Both types of graphs exhibit a two-phase structure. However, within these two phases each case has its own characteristic behaviour: the large capacity peripheral compartment retaining ligand for a long time, whilst in the small capacity compartment the presence of ligand, though large, is short-lived.

It is demonstrated that saturable distribution can lead to disproportionately higher steady-state exposures. Specifically:

  • In the large capacity/slow distribution case, multiple ascending doses (MAD) yield disproportionately higher steady state exposures.

  • In the small capacity/fast distribution case, SAD yield disproportionately higher \(C_{\rm{max}}\).

Thus saturable distribution models merit a careful analysis in light of the impact saturation may have on exposure.

In analysing these models subject to the conditions (4649) listed in Methods, a mathematical framework has been created which can be used to analyse comparable models, which involve additional processes such as (i) leakage, or (ii) binding of the ligand to proteins, lipids and receptors in the central or the peripheral compartment, such as discussed in [9], or (iii) when the model involves additional compartments. This analytical machinery makes it possible to give quantitative estimates of the impact of these processes on the drug distribution between compartments and over time.

As an application of the methods developed in this paper, we show that leakage from the peripheral compartment may have considerable impact over a period of time. If this period extends beyond the period over which measurements are available the need for accurate quantitive predictions is evident.

Distribution over two compartments in which the peripheral compartment has a limited capacity, has much in common with tissue-binding. Here it is the tissue, viewed as a separate compartment, which can become saturated when maximal occupancy is reached. Thanks to this similarity in structure many of the results established in this paper can easily be transposed to the dynamics of tissue-binding.

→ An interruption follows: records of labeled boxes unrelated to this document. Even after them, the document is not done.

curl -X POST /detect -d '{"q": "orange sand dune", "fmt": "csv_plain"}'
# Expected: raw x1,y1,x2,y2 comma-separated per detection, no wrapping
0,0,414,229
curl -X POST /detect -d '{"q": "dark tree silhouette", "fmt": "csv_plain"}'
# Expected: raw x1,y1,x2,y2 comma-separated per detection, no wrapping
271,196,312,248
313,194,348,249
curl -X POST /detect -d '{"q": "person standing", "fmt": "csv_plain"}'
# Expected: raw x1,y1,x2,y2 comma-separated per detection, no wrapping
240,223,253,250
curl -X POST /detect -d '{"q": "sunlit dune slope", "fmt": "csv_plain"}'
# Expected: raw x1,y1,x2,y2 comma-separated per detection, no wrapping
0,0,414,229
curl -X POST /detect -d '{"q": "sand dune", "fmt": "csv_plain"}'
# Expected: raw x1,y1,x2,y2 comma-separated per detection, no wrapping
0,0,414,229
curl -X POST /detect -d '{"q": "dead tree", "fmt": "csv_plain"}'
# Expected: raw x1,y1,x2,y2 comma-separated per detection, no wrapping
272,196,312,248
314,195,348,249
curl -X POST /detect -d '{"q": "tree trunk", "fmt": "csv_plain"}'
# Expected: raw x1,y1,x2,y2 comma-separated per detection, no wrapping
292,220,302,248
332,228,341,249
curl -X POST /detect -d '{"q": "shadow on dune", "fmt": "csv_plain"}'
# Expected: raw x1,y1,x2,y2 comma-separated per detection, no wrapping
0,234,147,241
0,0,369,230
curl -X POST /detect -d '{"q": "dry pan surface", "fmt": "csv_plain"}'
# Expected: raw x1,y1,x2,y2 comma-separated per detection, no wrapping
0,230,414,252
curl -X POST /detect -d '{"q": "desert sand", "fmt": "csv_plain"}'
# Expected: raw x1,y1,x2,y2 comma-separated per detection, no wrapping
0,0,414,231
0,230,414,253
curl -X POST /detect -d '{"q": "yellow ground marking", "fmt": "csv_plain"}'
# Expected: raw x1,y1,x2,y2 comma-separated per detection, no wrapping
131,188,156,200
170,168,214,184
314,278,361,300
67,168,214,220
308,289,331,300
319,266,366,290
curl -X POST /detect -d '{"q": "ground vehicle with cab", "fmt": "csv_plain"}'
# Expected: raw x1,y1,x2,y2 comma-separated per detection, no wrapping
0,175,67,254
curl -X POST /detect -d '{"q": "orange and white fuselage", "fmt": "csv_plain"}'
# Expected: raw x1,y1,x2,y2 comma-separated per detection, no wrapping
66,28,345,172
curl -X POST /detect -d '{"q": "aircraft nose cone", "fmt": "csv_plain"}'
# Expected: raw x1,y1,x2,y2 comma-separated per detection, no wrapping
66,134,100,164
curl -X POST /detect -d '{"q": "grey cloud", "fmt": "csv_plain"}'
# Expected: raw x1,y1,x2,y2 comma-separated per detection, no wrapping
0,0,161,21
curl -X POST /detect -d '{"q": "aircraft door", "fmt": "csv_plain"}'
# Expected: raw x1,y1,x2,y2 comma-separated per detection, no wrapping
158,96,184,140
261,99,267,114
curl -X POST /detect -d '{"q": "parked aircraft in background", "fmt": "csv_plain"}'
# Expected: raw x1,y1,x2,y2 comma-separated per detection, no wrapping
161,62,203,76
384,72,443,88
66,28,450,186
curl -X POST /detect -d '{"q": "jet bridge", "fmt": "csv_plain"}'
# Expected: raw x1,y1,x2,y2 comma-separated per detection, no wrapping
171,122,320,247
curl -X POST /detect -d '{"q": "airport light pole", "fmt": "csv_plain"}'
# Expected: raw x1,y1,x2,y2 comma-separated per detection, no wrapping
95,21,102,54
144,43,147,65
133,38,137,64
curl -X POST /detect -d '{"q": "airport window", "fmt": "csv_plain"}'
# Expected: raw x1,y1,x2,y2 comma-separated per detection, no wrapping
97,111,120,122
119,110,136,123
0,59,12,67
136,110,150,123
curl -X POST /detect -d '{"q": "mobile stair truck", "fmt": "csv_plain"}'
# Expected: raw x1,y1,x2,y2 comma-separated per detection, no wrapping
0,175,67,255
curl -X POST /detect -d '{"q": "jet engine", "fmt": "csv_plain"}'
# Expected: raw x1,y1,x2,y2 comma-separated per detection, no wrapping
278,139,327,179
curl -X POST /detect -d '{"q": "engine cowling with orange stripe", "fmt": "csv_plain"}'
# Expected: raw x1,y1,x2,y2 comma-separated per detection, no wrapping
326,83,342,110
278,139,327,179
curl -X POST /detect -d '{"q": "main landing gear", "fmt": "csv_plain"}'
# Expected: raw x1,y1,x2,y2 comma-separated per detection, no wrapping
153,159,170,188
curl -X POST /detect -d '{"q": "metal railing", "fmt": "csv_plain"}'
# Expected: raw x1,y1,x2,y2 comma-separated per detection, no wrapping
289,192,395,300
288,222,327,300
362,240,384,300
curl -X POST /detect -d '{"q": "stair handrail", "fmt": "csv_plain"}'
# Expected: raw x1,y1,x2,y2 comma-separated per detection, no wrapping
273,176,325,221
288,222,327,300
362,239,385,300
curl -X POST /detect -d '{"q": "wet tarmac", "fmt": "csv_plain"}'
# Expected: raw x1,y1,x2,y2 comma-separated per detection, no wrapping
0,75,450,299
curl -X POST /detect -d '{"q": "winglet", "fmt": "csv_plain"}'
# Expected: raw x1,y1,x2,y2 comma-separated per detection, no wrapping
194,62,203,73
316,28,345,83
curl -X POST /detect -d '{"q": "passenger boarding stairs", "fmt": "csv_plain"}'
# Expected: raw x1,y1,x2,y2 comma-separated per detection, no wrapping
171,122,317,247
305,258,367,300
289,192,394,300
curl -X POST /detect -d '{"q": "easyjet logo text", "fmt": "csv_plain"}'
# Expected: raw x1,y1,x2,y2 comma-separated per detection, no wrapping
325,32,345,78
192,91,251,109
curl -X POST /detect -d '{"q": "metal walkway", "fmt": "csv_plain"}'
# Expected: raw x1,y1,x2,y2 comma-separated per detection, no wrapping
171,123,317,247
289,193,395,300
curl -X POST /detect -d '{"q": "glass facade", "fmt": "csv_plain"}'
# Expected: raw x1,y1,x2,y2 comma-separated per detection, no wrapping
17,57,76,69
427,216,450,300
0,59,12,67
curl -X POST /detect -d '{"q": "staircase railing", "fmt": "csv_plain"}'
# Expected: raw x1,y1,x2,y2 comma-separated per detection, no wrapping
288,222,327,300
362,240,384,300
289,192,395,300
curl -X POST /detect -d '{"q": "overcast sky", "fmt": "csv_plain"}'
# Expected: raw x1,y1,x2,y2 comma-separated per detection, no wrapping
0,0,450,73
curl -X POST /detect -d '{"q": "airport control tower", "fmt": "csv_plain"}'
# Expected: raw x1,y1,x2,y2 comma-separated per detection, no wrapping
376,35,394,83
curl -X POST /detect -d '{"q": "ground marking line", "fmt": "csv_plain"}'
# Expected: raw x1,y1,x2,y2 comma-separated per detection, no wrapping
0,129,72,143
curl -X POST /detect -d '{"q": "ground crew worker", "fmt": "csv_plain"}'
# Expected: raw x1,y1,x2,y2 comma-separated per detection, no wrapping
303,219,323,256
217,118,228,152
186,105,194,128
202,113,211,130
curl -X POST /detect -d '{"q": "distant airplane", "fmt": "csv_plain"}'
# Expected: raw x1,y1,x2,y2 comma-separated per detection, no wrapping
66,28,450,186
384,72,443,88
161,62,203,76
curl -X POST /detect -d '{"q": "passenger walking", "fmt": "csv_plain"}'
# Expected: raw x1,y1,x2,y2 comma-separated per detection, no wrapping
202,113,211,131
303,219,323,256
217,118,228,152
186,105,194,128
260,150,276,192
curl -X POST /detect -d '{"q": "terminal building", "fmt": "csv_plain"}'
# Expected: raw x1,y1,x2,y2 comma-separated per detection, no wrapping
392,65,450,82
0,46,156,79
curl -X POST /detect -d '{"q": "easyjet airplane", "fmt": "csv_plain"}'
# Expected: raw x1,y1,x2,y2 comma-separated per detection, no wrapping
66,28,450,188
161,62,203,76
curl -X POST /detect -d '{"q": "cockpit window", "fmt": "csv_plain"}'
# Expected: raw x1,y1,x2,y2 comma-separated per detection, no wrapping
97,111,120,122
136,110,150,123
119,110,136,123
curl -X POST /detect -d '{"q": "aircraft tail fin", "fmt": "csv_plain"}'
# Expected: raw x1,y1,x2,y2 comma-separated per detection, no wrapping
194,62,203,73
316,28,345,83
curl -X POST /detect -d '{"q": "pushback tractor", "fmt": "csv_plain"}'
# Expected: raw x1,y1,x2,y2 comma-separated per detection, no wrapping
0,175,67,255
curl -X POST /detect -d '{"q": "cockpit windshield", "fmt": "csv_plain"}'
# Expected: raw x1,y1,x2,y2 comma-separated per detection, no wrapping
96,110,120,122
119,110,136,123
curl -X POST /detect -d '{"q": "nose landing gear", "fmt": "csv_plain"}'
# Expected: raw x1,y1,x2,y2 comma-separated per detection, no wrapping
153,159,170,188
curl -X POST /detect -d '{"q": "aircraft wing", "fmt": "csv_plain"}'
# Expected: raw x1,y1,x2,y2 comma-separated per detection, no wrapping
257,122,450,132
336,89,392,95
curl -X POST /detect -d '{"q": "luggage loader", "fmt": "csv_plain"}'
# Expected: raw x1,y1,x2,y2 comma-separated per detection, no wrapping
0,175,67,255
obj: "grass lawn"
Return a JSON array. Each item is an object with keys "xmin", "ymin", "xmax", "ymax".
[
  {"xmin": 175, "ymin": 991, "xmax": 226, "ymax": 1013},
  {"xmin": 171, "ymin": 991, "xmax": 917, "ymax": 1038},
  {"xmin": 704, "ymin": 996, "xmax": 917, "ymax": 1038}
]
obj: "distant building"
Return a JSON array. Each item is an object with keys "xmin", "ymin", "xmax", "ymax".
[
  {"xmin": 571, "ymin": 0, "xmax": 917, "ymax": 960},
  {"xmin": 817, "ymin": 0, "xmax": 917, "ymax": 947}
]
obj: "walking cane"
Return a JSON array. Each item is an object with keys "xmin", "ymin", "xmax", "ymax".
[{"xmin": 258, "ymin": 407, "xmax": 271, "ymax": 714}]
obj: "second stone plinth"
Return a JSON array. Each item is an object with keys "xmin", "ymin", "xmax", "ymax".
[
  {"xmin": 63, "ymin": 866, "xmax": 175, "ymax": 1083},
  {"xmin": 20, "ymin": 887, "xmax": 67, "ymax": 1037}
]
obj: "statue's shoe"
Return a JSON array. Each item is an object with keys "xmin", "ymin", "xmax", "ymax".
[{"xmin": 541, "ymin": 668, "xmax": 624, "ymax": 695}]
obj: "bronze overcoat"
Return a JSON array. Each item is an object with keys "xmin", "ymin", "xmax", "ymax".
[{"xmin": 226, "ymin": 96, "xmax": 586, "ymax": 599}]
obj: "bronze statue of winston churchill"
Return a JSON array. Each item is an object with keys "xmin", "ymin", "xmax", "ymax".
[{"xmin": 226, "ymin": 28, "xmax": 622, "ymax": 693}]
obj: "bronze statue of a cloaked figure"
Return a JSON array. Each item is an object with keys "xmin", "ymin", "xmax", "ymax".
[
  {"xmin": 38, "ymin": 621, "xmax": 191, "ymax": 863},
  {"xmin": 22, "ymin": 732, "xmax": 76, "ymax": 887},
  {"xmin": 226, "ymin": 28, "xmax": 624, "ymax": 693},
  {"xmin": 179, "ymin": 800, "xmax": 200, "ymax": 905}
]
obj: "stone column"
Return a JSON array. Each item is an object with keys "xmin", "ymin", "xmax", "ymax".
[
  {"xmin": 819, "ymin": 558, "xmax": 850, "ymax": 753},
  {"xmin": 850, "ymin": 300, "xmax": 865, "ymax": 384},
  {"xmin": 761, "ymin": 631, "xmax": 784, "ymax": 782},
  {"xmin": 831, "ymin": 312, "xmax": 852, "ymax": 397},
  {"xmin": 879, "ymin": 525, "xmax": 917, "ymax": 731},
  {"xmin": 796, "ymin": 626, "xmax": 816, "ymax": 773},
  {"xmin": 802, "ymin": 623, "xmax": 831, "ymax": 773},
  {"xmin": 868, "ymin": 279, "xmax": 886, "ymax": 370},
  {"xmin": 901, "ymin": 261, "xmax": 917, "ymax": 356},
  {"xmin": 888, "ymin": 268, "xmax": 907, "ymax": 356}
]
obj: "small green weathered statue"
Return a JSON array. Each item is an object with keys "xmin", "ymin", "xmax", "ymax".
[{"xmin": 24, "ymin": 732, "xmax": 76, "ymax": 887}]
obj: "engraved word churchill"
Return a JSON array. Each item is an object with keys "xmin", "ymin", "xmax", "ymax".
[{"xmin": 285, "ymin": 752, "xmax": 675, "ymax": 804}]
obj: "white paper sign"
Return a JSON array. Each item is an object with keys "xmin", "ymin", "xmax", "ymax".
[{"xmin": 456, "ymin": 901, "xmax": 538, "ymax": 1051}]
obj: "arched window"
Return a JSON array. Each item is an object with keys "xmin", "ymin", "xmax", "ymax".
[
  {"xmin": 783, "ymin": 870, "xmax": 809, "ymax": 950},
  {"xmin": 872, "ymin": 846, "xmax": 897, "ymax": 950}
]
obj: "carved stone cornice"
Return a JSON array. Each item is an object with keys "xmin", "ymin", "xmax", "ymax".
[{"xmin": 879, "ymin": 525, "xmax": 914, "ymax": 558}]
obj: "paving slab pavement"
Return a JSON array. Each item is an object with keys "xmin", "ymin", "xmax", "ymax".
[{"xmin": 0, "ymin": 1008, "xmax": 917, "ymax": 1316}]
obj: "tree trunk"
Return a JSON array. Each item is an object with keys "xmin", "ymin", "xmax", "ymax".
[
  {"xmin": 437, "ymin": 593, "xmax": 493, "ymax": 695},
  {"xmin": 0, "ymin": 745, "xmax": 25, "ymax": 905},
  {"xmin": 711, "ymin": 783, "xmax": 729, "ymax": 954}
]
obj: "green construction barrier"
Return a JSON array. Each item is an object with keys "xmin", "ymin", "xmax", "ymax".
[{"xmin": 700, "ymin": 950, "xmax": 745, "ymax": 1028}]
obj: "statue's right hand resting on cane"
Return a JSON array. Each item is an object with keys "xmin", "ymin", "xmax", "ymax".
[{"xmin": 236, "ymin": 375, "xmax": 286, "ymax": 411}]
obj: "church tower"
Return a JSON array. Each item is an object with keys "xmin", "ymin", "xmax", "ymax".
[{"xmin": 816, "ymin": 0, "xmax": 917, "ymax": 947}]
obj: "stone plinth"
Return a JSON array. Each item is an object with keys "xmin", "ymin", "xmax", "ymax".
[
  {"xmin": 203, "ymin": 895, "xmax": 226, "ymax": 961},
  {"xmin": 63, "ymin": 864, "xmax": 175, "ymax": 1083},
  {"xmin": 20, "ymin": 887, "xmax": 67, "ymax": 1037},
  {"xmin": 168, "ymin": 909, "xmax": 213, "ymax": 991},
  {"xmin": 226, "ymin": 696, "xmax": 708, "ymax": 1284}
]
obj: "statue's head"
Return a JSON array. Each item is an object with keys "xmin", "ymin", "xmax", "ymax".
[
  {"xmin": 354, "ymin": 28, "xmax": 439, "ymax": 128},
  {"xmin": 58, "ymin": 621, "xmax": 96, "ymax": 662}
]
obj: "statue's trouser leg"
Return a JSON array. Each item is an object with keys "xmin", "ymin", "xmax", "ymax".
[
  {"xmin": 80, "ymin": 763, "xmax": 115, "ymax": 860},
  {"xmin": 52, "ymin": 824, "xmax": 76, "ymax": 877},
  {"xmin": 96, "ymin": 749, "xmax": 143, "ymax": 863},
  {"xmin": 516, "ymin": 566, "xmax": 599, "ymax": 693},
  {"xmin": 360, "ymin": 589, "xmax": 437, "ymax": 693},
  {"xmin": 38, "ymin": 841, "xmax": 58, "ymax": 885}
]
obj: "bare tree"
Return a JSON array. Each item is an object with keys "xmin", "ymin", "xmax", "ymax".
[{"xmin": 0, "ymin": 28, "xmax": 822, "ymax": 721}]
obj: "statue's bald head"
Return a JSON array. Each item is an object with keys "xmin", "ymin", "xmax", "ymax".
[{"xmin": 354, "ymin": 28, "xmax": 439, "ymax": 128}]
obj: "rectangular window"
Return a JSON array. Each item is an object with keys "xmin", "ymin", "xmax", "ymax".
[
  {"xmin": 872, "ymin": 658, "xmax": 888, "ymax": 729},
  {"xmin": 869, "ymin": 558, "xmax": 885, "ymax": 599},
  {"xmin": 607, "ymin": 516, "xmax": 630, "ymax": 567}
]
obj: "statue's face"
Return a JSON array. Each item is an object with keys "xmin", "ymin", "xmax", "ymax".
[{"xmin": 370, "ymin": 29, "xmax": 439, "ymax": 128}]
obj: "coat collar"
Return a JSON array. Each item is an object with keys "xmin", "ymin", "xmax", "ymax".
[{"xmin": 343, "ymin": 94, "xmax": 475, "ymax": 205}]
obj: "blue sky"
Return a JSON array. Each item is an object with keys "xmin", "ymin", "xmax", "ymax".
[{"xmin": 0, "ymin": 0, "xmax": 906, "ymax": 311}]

The mathematical analysis is presented in a series of appendices. They offer an introduction to the use of such methods as (i) the use of dimensionless variables and parameters and (ii) multi-scale analysis. Dimensionless parameters are often a numerical measure of the relative importance of different processes involved in the model, such as direct elimination from the central compartment and distributional transfer between the compartments. Different time-scales are a common occurrence in pharmacokinetics and pharmacodynamics, often due to large differences in concentrations, in rate constants or in binding constants. They make it possible to simplify the often complex systems by means of singular perturbation theory (cf. [7, 8]). The appendices demonstrate the practical usefulness of this theory for the study of complex pharmacokinetic and pharmacodynamic systems, and can serve as an introductory tutorial.

In summary, we have demonstrated a number of interesting dynamic properties of saturable distribution models which can be of value in practical modelling applications. In particular, we have shown that such models can account for disproportional accumulation evident in MAD data as well as disproportional increase in \(C_{\rm{max}}\) in SAD data. This is achieved by relaxing the assumption of linear distribution in the standard model at the cost of only one extra parameter per peripheral compartment. Saturable distribution models share many properties with models for tissue and receptor binding, which provides another attractive mechanistic underpinning for this class of models. For these reasons, we feel that the saturable distribution model deserves a more prominent place in the pharmacometrician’s toolbox than it currently has. Here we try to promote this by providing a guide to its dynamics and, hence, applicability.